To determine the velocity attained by a particle starting from rest and experiencing variable acceleration described by the equation f = kt, we can integrate the equation to obtain the velocity as a function of time.

**Integration of Acceleration Function**

The given equation f = kt represents the variable acceleration experienced by the particle. Here, f represents the force acting on the particle, k is a constant, and t is the time.

We know that acceleration is the rate of change of velocity with respect to time.
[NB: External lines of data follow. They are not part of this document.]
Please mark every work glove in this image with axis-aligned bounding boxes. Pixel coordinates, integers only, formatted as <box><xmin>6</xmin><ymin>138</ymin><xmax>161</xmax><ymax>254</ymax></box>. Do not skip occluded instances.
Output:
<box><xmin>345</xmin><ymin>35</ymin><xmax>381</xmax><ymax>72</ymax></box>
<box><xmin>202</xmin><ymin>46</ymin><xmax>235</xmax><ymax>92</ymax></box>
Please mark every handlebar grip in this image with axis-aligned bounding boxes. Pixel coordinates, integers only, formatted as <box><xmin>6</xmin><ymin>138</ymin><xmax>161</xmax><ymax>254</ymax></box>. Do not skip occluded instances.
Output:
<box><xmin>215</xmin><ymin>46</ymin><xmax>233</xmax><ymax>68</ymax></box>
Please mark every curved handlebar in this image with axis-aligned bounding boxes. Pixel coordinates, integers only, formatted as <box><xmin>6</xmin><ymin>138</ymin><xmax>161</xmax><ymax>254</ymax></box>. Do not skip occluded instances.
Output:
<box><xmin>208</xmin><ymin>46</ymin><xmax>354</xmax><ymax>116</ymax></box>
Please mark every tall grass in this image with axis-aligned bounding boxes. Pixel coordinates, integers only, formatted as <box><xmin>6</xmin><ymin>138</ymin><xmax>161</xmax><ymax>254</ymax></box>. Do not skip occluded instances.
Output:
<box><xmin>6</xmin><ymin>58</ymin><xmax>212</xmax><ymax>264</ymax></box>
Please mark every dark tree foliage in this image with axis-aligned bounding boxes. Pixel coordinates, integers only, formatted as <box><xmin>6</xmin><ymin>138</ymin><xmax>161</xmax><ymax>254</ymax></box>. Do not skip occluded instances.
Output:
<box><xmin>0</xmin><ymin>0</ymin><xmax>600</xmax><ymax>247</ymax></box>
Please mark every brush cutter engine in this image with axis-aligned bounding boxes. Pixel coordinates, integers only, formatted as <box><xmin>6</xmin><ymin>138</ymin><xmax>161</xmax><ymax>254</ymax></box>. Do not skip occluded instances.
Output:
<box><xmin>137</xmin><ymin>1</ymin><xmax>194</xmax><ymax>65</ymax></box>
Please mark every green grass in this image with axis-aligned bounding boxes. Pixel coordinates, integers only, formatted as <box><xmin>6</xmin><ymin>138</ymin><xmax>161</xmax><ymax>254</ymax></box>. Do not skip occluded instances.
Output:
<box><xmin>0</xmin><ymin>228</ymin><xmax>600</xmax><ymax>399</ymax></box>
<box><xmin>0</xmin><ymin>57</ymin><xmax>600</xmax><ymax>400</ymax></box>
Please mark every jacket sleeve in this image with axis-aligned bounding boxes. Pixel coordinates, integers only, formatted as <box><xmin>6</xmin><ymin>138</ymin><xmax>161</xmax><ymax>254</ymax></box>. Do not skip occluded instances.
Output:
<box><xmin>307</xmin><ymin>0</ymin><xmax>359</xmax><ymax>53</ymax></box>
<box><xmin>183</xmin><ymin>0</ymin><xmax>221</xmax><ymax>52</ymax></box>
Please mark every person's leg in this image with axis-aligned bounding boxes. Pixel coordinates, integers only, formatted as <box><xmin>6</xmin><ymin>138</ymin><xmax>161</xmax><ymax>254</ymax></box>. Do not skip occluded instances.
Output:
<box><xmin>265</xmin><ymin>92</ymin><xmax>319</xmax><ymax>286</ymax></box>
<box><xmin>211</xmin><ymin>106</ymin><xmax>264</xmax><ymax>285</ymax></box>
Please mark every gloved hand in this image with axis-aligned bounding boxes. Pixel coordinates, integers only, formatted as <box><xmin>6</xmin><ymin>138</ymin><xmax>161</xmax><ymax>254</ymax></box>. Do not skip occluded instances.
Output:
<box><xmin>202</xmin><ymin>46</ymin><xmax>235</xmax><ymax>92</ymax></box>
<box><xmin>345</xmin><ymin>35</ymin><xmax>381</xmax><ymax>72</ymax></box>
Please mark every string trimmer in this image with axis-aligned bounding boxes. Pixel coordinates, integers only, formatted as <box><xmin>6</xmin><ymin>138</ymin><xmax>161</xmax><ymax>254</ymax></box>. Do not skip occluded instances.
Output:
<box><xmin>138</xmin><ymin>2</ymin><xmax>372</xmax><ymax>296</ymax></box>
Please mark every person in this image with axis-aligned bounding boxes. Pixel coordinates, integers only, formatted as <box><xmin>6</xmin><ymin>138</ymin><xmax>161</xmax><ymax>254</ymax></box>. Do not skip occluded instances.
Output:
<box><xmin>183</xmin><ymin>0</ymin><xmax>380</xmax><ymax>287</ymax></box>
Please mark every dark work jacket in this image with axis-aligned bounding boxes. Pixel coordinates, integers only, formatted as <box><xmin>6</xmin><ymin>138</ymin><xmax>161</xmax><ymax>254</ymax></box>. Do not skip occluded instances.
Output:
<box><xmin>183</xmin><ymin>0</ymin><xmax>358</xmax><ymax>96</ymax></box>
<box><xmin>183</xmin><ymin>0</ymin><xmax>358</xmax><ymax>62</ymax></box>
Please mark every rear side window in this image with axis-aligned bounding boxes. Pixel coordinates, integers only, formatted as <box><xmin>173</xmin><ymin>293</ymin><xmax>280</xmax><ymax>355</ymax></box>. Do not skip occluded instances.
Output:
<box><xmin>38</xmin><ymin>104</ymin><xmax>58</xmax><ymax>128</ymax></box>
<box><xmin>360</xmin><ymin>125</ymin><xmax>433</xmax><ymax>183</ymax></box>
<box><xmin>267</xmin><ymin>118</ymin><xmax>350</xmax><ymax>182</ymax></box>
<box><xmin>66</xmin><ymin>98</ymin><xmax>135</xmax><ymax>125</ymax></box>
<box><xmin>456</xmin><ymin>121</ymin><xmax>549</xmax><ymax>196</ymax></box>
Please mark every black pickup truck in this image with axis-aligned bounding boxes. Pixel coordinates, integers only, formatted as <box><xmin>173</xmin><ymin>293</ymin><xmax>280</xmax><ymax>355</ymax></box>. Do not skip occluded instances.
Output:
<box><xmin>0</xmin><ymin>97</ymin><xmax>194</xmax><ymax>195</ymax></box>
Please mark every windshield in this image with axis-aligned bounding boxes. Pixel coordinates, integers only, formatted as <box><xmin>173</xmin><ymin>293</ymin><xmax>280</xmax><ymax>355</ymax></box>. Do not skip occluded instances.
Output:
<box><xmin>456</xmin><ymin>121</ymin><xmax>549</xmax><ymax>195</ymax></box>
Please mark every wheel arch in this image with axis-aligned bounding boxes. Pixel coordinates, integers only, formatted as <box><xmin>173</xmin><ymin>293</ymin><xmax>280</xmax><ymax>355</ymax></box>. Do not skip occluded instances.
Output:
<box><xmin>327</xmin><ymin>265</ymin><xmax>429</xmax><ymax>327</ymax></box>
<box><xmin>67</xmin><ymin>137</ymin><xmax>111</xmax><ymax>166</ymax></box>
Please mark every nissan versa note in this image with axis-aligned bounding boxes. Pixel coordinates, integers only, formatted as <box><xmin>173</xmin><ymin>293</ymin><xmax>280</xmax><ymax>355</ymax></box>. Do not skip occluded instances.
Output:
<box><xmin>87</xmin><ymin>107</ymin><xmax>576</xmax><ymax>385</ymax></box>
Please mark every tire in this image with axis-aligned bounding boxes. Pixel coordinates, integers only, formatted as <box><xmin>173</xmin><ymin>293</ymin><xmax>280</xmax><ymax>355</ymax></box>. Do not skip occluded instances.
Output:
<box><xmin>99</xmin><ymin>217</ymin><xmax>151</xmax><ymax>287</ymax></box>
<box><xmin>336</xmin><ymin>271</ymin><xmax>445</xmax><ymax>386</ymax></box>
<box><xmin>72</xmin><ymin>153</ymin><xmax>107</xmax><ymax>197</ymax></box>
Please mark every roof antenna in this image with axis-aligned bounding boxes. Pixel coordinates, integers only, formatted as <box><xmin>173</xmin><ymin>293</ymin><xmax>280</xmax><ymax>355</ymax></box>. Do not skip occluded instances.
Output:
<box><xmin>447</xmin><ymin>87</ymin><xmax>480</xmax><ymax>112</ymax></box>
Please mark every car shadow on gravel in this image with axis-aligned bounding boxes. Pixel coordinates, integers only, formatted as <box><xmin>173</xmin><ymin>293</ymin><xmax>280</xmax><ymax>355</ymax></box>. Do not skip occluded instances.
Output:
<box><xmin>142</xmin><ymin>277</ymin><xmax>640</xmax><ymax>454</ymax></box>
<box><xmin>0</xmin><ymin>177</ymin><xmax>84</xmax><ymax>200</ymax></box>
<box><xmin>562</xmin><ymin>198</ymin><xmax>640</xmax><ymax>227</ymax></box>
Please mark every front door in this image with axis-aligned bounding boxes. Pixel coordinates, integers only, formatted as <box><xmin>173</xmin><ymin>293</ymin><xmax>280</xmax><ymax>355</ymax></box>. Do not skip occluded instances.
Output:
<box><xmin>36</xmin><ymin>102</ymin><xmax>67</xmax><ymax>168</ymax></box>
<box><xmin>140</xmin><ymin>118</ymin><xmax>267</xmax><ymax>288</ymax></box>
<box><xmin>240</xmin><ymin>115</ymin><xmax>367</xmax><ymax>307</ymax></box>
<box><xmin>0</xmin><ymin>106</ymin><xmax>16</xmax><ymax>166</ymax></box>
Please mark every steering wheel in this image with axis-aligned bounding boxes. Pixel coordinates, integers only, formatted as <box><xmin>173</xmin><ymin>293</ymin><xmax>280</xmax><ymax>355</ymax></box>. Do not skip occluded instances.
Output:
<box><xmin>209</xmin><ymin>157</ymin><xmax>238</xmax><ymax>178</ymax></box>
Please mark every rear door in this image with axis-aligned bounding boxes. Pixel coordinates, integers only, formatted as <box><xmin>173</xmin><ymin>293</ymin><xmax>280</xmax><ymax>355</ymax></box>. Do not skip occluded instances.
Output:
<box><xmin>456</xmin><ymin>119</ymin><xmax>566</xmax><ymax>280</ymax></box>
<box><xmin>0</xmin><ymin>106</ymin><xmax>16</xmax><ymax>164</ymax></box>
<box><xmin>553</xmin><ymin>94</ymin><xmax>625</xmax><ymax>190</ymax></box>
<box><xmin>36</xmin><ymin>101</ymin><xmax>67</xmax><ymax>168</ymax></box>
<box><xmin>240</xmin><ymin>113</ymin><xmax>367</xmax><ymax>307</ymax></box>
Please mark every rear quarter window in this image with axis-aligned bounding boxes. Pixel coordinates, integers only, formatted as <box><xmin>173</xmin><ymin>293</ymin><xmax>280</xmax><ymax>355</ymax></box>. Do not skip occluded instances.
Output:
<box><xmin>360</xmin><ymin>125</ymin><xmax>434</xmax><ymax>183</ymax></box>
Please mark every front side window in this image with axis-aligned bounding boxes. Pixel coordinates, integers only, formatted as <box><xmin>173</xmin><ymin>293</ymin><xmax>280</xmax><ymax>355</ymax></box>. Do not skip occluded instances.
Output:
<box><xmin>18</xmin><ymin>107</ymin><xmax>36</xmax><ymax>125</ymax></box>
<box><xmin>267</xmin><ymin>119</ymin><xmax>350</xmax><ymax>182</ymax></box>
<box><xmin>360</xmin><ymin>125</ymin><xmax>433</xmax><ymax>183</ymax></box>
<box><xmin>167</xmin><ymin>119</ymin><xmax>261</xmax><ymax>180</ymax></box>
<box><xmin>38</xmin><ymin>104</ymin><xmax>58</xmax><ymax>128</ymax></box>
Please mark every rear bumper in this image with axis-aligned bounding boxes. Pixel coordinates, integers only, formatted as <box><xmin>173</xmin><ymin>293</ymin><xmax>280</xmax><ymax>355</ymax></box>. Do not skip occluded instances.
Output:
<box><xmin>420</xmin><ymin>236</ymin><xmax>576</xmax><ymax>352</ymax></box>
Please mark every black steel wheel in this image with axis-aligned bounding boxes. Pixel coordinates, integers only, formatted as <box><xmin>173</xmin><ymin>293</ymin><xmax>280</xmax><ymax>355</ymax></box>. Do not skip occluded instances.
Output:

Therefore, we can write:

a = dv/dt,

where a is the acceleration and v is the velocity.

Since the force acting on the particle is given by f = kt, we can substitute this into the equation for acceleration:

kt = dv/dt.

**Integration Process**

To find the velocity as a function of time, we can integrate both sides of the equation with respect to time:

∫kt dt = ∫dv.

Integrating both sides gives:

(1/2)kt^2 + C1 = v,

where C1 is the constant of integration.

**Applying Initial Conditions**

Given that the particle starts from rest, its initial velocity v(0) = 0. We can substitute this condition into the equation:

(1/2)k(0)^2 + C1 = 0,
C1 = 0.

Thus, the equation becomes:

(1/2)kt^2 = v.

**Velocity as a Proportional Function**

From the above equation, it is clear that the velocity attained at the end of time t is directly proportional to the square of time. As time increases, the velocity of the particle increases as well.

Therefore, the velocity attained at the end of time t is proportional to t^2.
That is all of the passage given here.